El-Hacha, R. ; International Institute for FRP in Construction -IIFC-:
7th International Conference on FRP Composites in Civil Engineering, CICE 2014. Book of abstracts : Vancover, British Columbia, Canada, August 20 - 22, 2014
Kingston, Ontario: IIFC, 2014
ISBN: 978-1-77136-308-2
International Conference on FRP Composites in Civil Engineering (CICE) <7, 2014, Vancouver>
Fraunhofer IKTS ()

Increasingly, externally applied Carbon Fibre Reinforced Polymers (CFRPs) are used to reinforce structural elements. Quality control measures typically verify that the CFRP installed has the potential to achieve its specified performance.

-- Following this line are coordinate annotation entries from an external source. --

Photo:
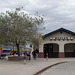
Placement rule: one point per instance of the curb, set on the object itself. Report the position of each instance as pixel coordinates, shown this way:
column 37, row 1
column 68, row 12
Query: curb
column 41, row 71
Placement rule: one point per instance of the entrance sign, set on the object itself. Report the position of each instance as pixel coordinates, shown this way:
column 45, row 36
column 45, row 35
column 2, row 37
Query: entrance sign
column 61, row 38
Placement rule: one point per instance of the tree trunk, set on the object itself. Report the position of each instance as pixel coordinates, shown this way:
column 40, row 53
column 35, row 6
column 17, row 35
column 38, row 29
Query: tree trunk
column 18, row 49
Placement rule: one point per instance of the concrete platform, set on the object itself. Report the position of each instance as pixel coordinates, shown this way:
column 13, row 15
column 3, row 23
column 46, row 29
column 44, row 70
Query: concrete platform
column 31, row 67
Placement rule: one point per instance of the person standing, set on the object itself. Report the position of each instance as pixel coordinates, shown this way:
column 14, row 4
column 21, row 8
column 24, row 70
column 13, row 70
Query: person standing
column 25, row 57
column 37, row 51
column 34, row 54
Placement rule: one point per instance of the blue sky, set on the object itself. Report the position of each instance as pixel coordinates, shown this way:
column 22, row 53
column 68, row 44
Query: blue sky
column 57, row 13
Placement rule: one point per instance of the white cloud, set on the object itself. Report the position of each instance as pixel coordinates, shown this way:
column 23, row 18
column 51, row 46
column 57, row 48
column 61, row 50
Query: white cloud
column 57, row 13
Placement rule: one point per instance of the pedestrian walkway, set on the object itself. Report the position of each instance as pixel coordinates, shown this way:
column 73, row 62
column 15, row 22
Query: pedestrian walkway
column 30, row 68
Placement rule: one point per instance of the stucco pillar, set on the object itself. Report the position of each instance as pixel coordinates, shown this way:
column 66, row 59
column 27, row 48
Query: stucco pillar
column 41, row 54
column 61, row 51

Imperfections during the installation process, and post-installation damage, may degrade in-situ CFRP. Visual inspections, tapping, thermal imaging, or laser scanning vibrometry may detect some of these deficiencies. However, none of those methods can reliably detect kinks and cuts in lower plies of multi-ply CFRPs. The authors are researching the use of mobile high-frequency eddy-current scanners to detect misaligned or discontinuous carbon fibres in coated and un-coated single- and multi-ply CFRPs under site conditions. Practical experiments with a portable scanner developed by Fraunhofer Institute have commenced. Eddy-current (EC) technology is a non-destructive method suitable for characterizing materials by their variations in conductivity and permeability. An alternating current (AC) flowing through an induction (excitation) coil generates a magnetic field. This primary field induces eddy-currents in any conductive specimen placed sufficiently close to the excitation coil. The eddy-currents generate a secondary magnetic field opposing the primary field. Geometrical imperfections in the specimen influence the secondary field, causing a complex impedance shift in a detector (pick-up) coil also situated in close proximity to the specimen. The signal detected by the pick-up coil is then analysed. An important parameter for EC measurements is the frequency of the excitation current. With increasing frequency, the skin effect decreases the penetration depth of the AC signals. This decrease follows an e-function. Thus, a tunable instrument may discriminate between the secondary fields emanating from the different layers of CFRP. Detectors for CFRPs typically require frequencies in the 1 to 50 MHz range.